System Design

Load Balancers, Reverse Proxies & API Gateways

Mar 19, 2026·8 min read

The Three Gatekeepers

Between your users and your backend, three critical components control how traffic flows: Reverse Proxies, API Gateways, and Load Balancers.

They sound similar, and they do overlap, but each solves a distinct problem. Knowing when to use which is fundamental to designing resilient systems.

Let's explore each one, starting from the simplest concept and building up.

Reverse Proxy

A reverse proxy sits in front of your backend and acts on behalf of the server. Clients never talk directly to your origin.

In the diagram, the client sends HTTPS, but the proxy forwards plain HTTP internally. That's SSL termination - the proxy handles encryption so your app doesn't have to.

What it does:

• SSL termination - decrypt HTTPS at the edge

• Caching - serve repeated responses without hitting origin

• Compression - gzip/brotli responses

• Hide origin - clients never see your real server IPs

Examples: Nginx, Caddy, HAProxy, Cloudflare. Even a CDN is essentially a globally distributed reverse proxy.

API Gateway

An API Gateway is a specialized reverse proxy built for APIs. It adds application-aware features on top of basic proxying.

Notice how requests to /users, /orders, and /pay each route to different backend services.

What it adds over a reverse proxy:

• Authentication - validate JWTs, API keys, OAuth

• Rate limiting - 100 req/min per key

• Request transformation - reshape payloads between client and service

• Service routing - route by path, header, or method to different backends

Examples: Kong, AWS API Gateway, Apigee. This is the front door to your microservices - it keeps cross-cutting concerns out of business logic.

Load Balancer: Round Robin

Now the Load Balancer. While a reverse proxy can sit in front of one server, a load balancer distributes traffic across multiple servers. It's how you scale horizontally.

The simplest strategy is Round Robin: requests cycle through servers in order - 1 → 2 → 3 → 1 → 2 → 3.

Best for: Stateless services with similar server specs

Weakness: Ignores server load. A slow request on App #1 doesn't stop new traffic from arriving.

Weighted Round Robin is a variant where beefier servers get a larger share. A server with weight 3 gets three requests for every one sent to a weight-1 server.

Least Connections

Smarter than round robin. The load balancer tracks active connections per server and routes new requests to the one with the fewest.

The badges show this clearly - App #2 has only 3 active connections vs 12 and 7, so every new request goes there.

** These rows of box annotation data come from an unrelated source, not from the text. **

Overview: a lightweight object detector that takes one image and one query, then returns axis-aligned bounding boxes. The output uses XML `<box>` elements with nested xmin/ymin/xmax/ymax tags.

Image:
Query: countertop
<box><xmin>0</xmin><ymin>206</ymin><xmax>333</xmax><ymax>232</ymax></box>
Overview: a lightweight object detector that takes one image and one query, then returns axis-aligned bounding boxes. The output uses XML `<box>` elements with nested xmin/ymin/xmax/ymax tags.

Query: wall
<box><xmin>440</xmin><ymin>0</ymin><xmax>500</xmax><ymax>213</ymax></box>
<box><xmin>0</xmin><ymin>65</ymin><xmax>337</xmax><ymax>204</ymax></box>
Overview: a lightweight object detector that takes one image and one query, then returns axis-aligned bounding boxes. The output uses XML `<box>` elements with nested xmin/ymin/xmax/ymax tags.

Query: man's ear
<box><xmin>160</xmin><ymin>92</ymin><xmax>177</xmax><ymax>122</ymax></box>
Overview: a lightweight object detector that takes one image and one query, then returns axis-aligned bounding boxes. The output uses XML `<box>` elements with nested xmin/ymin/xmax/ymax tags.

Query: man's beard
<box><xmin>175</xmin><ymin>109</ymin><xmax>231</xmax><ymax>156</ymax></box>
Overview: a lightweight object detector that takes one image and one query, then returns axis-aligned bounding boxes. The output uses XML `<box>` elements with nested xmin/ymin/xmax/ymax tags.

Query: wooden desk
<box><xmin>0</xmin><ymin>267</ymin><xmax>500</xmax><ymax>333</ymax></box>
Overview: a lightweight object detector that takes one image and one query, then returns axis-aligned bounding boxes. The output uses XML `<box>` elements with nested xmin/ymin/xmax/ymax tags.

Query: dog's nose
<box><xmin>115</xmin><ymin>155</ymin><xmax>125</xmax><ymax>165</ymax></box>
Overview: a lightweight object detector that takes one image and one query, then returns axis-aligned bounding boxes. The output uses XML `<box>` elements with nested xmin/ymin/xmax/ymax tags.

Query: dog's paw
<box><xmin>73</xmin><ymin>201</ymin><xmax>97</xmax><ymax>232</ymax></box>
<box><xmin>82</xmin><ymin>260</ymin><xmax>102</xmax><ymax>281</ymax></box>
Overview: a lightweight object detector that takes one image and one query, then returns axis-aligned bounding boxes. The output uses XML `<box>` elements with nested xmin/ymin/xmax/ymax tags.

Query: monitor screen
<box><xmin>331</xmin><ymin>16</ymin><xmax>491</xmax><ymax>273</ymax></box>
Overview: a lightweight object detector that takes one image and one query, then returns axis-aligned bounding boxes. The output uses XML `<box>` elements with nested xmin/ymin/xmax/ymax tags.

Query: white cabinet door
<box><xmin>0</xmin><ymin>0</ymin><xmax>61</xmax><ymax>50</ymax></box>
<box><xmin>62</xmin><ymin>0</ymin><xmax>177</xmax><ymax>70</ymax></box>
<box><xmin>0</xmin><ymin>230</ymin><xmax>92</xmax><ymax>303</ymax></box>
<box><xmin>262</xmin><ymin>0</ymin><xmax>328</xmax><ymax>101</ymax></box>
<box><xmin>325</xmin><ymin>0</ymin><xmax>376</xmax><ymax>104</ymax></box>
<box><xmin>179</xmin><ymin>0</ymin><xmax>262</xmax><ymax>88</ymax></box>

Best for: Long-lived connections (WebSocket, database pools, streaming)

Why it wins: Adapts to real load, not just request count

This is what most production setups use when connections have varying durations. AWS ALB uses a variant of this by default.

Health Checks & Failover

The load balancer periodically pings each server with a health check - typically GET /health every 10-30 seconds.

In the diagram, App #2 fails its health check, turns red, and gets pulled from rotation. Traffic automatically reroutes to the remaining healthy servers.

Green dot = healthy, passing health checks

Red dot = unhealthy, removed from pool

This is how systems stay available during deployments, crashes, or scaling events, with no manual intervention needed.

Sticky Sessions

Sometimes you need the same user to hit the same server, usually because session state is stored in server memory.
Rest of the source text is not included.